Lately I’ve run across a lot of posts in the infertility universe from people who are trying to find a way to describe themselves or tactfully refer to someone who has failed to achieve desired success in their pursuits or has finally decided it is time to stop the journey and live without children.
I can look back at my experience with a certain degree of distance from the intensity of the desperate feelings of hopelessness that created bigger firestorms of emotion as one by one every medical procedure known to modern day science failed to provide us with a child.
When people would ask us if we had any kids, at first we’d say we were trying.
Now I hear Yoda’s voice every time the word try makes an attempt to come out of my mouth:
Do or do not—there is no try.
For some reason the word “trying” always elicited looks of tilted headed pity, where I swore the person was going to pet me on the head and give me a treat.
Anyone who has gone through infertility did a helluva lot more than TRY.
We DID spend thousands of dollars, suffered physical, emotional and financial setbacks, and prayed to God and even considered deals with the other guy if he would just make the cycle work.
The problem is, the cycle DID NOT work.
I can’t imagine if we hadn’t succeeded in the battle of infertility that we could have referred to ourselves as “child free”.
Cosmically effed is probably more like it.
Infertility veteran is the only label I ever liked when it came to our pursuit, and which seems to honor anyone who has done everything they can but lost the battle to become a parent, and decided that it is not worth it to do anything else, or is simply unable to continue the battle.
Veterans of war witness awful acts of inhumanity, and senseless acts of cruelty. Many of them are altered forever by what they see, and what they experience.
The scars may be on their bodies, or embedded in their souls, haunting them and giving them nightmares of the way life could have been if they’d never stepped onto the battlefield.
They often live in a perpetual state of battle even in their waking moments.

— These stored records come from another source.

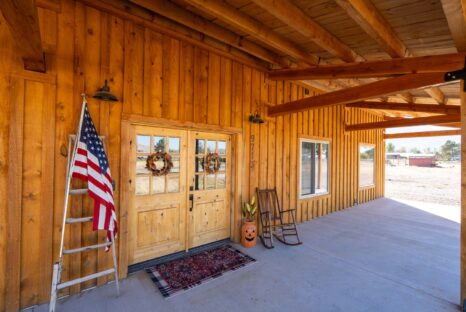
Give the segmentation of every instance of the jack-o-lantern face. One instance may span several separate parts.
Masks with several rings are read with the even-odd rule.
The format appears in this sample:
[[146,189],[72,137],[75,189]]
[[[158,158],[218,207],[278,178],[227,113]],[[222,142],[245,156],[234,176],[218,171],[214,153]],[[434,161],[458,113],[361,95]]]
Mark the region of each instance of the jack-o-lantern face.
[[256,238],[256,230],[253,228],[248,228],[244,232],[244,239],[248,242],[252,242]]

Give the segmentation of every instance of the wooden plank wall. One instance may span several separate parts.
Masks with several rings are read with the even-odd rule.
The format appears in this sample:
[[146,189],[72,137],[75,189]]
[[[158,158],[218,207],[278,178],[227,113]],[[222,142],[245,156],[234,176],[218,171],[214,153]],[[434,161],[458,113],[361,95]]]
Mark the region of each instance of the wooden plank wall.
[[[268,81],[257,68],[121,16],[72,0],[62,1],[59,10],[39,9],[47,74],[22,70],[0,17],[0,310],[49,299],[51,267],[58,254],[67,139],[76,127],[81,92],[92,94],[104,79],[121,101],[109,104],[90,99],[89,109],[96,127],[107,137],[117,185],[124,166],[120,164],[121,115],[128,113],[242,128],[243,200],[257,186],[276,186],[284,206],[298,206],[300,222],[349,207],[355,200],[383,196],[382,131],[345,134],[343,130],[345,118],[369,122],[380,117],[336,106],[251,124],[248,115],[255,111],[265,115],[264,103],[302,98],[305,89]],[[306,96],[315,94],[310,90]],[[298,200],[301,135],[332,140],[329,196]],[[376,186],[361,191],[359,142],[377,147]],[[117,211],[119,198],[117,187]],[[91,210],[89,199],[73,199],[73,216],[89,215]],[[90,225],[73,225],[68,233],[68,247],[102,239]],[[110,260],[109,254],[98,251],[70,257],[64,277],[101,270],[110,266]],[[105,282],[107,278],[90,281],[64,294]]]

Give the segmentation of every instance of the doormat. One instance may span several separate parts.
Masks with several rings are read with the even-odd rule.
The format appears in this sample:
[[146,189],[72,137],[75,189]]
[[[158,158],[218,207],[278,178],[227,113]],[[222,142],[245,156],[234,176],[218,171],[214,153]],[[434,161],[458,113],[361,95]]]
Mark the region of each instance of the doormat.
[[164,297],[188,290],[256,260],[230,245],[157,264],[146,269]]

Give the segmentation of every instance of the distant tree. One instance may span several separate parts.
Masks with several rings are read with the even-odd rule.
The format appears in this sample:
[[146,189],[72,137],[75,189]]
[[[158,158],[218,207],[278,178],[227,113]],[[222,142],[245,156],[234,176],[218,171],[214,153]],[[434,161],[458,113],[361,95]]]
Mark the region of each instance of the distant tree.
[[392,142],[388,143],[386,146],[385,146],[385,151],[387,153],[393,153],[395,151],[395,144],[393,144]]
[[452,160],[454,158],[459,158],[460,153],[460,143],[447,140],[442,146],[440,146],[440,155],[444,160]]
[[432,154],[432,149],[431,149],[430,147],[426,147],[426,148],[424,149],[424,153],[425,153],[425,154]]
[[412,147],[410,150],[409,150],[410,153],[413,153],[413,154],[421,154],[421,150],[419,150],[417,147]]
[[402,146],[396,150],[398,153],[406,153],[406,147]]

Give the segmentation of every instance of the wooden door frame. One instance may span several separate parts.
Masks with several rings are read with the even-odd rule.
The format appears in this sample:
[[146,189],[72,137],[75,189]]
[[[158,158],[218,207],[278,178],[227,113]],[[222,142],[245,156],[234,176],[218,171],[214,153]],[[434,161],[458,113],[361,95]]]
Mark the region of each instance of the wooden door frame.
[[[231,136],[231,191],[230,191],[230,232],[233,241],[239,241],[241,227],[241,180],[243,159],[243,129],[208,125],[187,121],[168,120],[157,117],[123,114],[121,118],[121,164],[130,162],[130,146],[133,143],[132,132],[134,126],[151,126],[159,128],[171,128],[188,131],[216,132]],[[120,209],[119,209],[119,242],[118,265],[119,277],[128,275],[128,209],[133,204],[132,194],[134,183],[129,174],[127,165],[120,166]]]

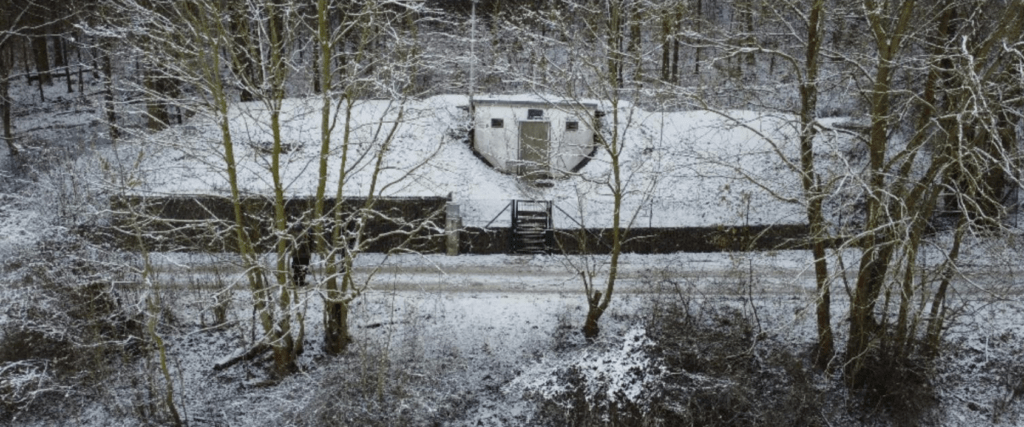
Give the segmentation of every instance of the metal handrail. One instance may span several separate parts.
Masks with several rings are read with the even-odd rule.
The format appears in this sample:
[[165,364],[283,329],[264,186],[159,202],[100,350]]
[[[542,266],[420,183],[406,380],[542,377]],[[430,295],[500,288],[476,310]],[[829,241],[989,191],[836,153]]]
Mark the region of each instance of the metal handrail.
[[561,212],[562,215],[565,215],[566,218],[569,218],[570,220],[572,220],[572,222],[575,222],[576,225],[580,226],[580,228],[582,228],[582,229],[586,229],[587,228],[587,227],[584,227],[583,224],[580,224],[580,222],[577,221],[576,218],[573,218],[572,215],[569,214],[569,212],[566,212],[560,206],[558,206],[558,205],[556,205],[554,203],[552,203],[552,205],[555,207],[555,209],[558,209],[558,211]]
[[484,228],[490,227],[491,224],[494,224],[494,221],[497,221],[498,217],[500,217],[501,214],[505,213],[505,209],[508,209],[509,207],[512,206],[512,203],[513,202],[508,202],[508,204],[505,205],[505,207],[501,208],[501,212],[498,212],[498,214],[494,216],[494,219],[492,219],[490,222],[488,222],[487,225],[484,226]]
[[[544,213],[546,213],[547,217],[548,217],[547,224],[545,224],[545,226],[546,226],[545,228],[548,229],[548,230],[553,228],[554,224],[552,222],[553,219],[552,219],[552,215],[551,215],[551,206],[554,203],[552,203],[550,200],[513,200],[512,203],[514,203],[514,205],[512,206],[512,227],[515,227],[516,219],[519,216],[519,204],[520,203],[535,203],[535,204],[543,205],[544,206]],[[527,212],[535,212],[535,211],[527,210]]]
[[566,218],[569,218],[569,220],[571,220],[572,222],[575,222],[576,225],[580,226],[580,230],[583,230],[583,232],[585,232],[585,233],[593,236],[595,239],[597,239],[598,242],[601,242],[602,244],[608,246],[608,243],[604,241],[603,237],[601,237],[600,235],[595,234],[594,232],[590,231],[589,228],[587,228],[585,225],[581,224],[579,221],[576,221],[576,218],[573,218],[572,215],[569,214],[569,212],[566,212],[564,209],[562,209],[561,207],[559,207],[558,205],[556,205],[554,203],[552,203],[552,205],[555,207],[555,209],[558,209],[559,212],[561,212],[563,215],[565,215]]

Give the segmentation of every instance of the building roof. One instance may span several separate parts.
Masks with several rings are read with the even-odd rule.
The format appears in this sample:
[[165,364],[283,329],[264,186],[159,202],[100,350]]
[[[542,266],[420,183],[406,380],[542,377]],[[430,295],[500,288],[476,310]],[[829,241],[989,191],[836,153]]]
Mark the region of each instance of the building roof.
[[596,110],[597,102],[589,100],[572,100],[572,99],[544,99],[544,98],[520,98],[520,97],[509,97],[509,98],[474,98],[474,105],[509,105],[509,106],[566,106],[566,107],[583,107],[588,110]]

Perhaps this is melodramatic, but this is the only fair analogy I can make to what it must be like for a woman who fights but ends the war without having a child.
Infertility veterans deserve respect and prayers, not platitudes or labels.
They fight for something that so many people take for granted in this world.
It makes me sick to see how many times the battle can’t be fought because the financial burden is too great.
I hope, and pray and will continue to advocate for a day when infertility veterans can at least say that their battle wasn’t lost because of a lack of financial means.
In the meantime, I would simply say thank you to the women who fight so valiantly to bring life into this world.
Your tears and sacrifices do not go unnoticed by other infertility veterans.
The photo below still hangs on the wall in my office, where I often found myself relating to the man at the bottom of the light tower, somehow peaceful despite the ominous waves that threaten to engulf him as we failed cycle after cycle.
I can only hope that at some point, every infertility veteran will find peace amid her storm.